Azure Cosmos DB Sink Connector for Confluent Cloud

The Microsoft Azure Cosmos Sink Connector for Confluent Cloud reads from and writes data to a Microsoft Azure Cosmos database. The connector polls data from Kafka and writes to database containers.

Important

If you are still on Confluent Cloud Enterprise, please contact your Confluent Account Executive for more information about using this connector.

Features

The Azure Cosmos Sink connector supports the following features:

  • Topic mapping: Maps the Kafka Topic to the Azure Cosmos DB container.
  • Multiple key strategies:
    • FullKeyStrategy: The ID generated is the Kafka record key. This is the default option.
    • KafkaMetadataStrategy: The ID generated is a concatenation of the Kafka topic, partition, and offset. For example: ${topic}-${partition}-${offset}.
    • ProvidedInKeyStrategy: The ID generated is the id field found in the key object.
    • ProvidedInValueStrategy: The ID generated is the id field found in the value object. Every record must have (lower case) id field. This is an Azure Cosmos DB requirement.
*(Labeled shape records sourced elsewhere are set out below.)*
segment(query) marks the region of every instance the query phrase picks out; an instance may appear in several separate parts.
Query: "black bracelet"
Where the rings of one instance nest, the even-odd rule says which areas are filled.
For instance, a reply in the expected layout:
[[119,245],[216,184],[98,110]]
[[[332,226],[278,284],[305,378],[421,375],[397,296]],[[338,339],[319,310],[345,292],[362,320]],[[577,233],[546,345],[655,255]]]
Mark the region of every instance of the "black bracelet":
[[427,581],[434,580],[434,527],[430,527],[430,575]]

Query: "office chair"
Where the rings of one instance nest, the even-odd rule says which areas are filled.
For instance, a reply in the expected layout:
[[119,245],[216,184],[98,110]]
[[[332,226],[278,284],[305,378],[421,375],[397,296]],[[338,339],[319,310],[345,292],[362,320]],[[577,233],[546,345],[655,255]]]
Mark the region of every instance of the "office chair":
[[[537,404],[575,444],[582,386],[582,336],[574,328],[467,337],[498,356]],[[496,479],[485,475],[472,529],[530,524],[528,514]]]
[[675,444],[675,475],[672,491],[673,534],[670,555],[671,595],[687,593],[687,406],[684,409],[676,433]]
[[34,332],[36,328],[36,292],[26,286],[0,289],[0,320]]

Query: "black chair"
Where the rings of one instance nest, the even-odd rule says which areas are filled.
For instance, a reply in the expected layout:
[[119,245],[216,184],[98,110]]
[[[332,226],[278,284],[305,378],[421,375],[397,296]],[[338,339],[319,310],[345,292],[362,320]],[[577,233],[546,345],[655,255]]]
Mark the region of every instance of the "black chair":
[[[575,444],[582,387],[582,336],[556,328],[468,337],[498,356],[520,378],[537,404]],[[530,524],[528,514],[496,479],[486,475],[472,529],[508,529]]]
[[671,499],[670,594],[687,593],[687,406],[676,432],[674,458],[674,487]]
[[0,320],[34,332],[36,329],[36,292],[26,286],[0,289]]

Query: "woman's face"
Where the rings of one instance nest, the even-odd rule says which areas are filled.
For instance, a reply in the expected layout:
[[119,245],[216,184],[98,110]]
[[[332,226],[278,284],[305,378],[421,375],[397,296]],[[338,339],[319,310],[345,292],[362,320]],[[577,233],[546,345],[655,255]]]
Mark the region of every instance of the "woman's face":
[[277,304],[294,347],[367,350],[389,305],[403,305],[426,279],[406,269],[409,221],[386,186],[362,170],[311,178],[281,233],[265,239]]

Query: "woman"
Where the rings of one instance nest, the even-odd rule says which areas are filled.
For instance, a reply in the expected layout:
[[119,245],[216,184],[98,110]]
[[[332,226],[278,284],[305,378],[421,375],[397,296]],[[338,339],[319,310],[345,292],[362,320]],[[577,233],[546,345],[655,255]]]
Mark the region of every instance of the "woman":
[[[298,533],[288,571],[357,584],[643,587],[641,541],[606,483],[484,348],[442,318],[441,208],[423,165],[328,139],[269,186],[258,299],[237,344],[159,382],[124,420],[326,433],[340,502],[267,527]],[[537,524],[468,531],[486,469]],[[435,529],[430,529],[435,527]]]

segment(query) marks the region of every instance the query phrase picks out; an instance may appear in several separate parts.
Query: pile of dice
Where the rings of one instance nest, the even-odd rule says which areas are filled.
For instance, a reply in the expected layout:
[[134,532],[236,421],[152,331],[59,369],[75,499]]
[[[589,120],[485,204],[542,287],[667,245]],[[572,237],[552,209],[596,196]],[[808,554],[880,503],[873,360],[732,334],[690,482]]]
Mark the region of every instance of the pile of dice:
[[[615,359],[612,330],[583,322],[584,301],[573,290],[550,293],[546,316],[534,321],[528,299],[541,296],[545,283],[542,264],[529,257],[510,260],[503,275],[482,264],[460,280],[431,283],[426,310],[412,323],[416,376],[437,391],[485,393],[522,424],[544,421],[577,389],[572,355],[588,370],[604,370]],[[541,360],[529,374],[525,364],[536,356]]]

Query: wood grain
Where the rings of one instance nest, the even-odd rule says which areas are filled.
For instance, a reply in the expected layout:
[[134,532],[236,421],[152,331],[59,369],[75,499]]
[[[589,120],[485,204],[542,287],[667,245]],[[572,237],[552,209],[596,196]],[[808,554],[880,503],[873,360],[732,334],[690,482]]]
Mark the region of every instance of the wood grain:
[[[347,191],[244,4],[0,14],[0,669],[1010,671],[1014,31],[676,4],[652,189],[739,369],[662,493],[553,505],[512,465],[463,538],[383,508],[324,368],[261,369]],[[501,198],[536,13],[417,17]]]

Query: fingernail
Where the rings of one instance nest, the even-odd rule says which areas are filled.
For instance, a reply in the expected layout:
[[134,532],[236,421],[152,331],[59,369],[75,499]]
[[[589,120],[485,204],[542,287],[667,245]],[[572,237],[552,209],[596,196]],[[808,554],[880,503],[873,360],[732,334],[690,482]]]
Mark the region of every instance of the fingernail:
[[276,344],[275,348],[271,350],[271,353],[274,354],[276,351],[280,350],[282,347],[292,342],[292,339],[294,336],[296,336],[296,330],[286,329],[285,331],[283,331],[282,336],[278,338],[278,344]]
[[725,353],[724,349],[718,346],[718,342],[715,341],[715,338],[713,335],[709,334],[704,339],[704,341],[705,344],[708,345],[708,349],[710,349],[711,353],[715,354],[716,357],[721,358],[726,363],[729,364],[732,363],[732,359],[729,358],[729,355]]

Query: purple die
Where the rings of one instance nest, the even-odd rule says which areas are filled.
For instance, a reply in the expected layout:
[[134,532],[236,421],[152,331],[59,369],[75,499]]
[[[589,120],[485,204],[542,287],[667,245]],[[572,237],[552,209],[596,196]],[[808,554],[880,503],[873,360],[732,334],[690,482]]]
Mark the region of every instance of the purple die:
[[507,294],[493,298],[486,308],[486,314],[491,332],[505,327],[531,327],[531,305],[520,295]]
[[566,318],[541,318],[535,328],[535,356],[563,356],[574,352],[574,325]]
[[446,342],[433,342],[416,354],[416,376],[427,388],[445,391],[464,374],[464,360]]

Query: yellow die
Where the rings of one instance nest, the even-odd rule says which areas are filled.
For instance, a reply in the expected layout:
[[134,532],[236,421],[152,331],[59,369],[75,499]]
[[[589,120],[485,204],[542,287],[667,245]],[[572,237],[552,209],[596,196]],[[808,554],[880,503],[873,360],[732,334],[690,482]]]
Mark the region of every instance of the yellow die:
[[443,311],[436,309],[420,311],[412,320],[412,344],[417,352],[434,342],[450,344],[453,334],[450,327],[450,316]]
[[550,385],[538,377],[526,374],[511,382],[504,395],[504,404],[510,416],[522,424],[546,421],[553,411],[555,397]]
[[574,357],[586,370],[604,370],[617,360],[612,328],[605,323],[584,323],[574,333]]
See the lower case id prerequisite.

The following shows an example of each strategy and the resulting id in Azure Cosmos.

ID Strategies

ID strategies

See Configuration Properties for configuration property values and descriptions.

See Cloud connector limitations for additional information.

Quick Start

Use this quick start to get up and running with the Confluent Cloud Azure Cosmos DB Sink connector. The quick start provides the basics of selecting the connector and configuring it to stream Kafka events to an Azure Cosmos DB container.

Prerequisites
  • Authorized access to a Confluent Cloud cluster on Azure.

  • The Confluent Cloud CLI installed and configured for the cluster. See Install and Configure the Confluent Cloud CLI.

  • Schema Registry must be enabled to use a Schema Registry-based format (for example, Avro, JSON_SR (JSON Schema), or Protobuf).

  • At least one source Kafka topic must exist in your Confluent Cloud cluster before creating the sink connector.

  • The Azure Cosmos DB and the Kafka cluster must be in the same region.

  • The Azure Cosmos DB requires an id field in every record. See ID strategies for an example of how each of these works. The following strategies are provided to generate the ID:

    • FullKeyStrategy: The ID generated is the Kafka record key. This is the default option.

    • KafkaMetadataStrategy: The ID generated is a concatenation of the Kafka topic, partition, and offset. For example: ${topic}-${partition}-${offset}.

    • ProvidedInKeyStrategy: The ID generated is the id field found in the key object.

    • ProvidedInValueStrategy: The ID generated is the id field found in the value object. If you select this ID strategy, you must create a new field named id. You can also use the following ksqlDB statement. The example below uses a topic named orders.

      CREATE STREAM ORDERS_STREAM WITH (
         KAFKA_TOPIC = 'orders',
         VALUE_FORMAT = 'AVRO'
         );
      CREATE STREAM ORDER_AUGMENTED AS
         SELECT
            ORDERID AS `id`,
              ORDERTIME,
              ITEMID,
              ORDERUNITS,
              ADDRESS
         FROM  ORDERS_STREAM;
      

Note

  • The connector supports Upsert based on id.
  • The connector does not support Delete for tombstone records.

Using the Confluent Cloud Console

Step 1: Launch your Confluent Cloud cluster.

See the Quick Start for Apache Kafka using Confluent Cloud for installation instructions.

Step 2: Add a connector.

Click Connectors. If you already have connectors in your cluster, click Add connector.

Step 3: Select your connector.

Click the Azure Cosmos DB sink connector icon.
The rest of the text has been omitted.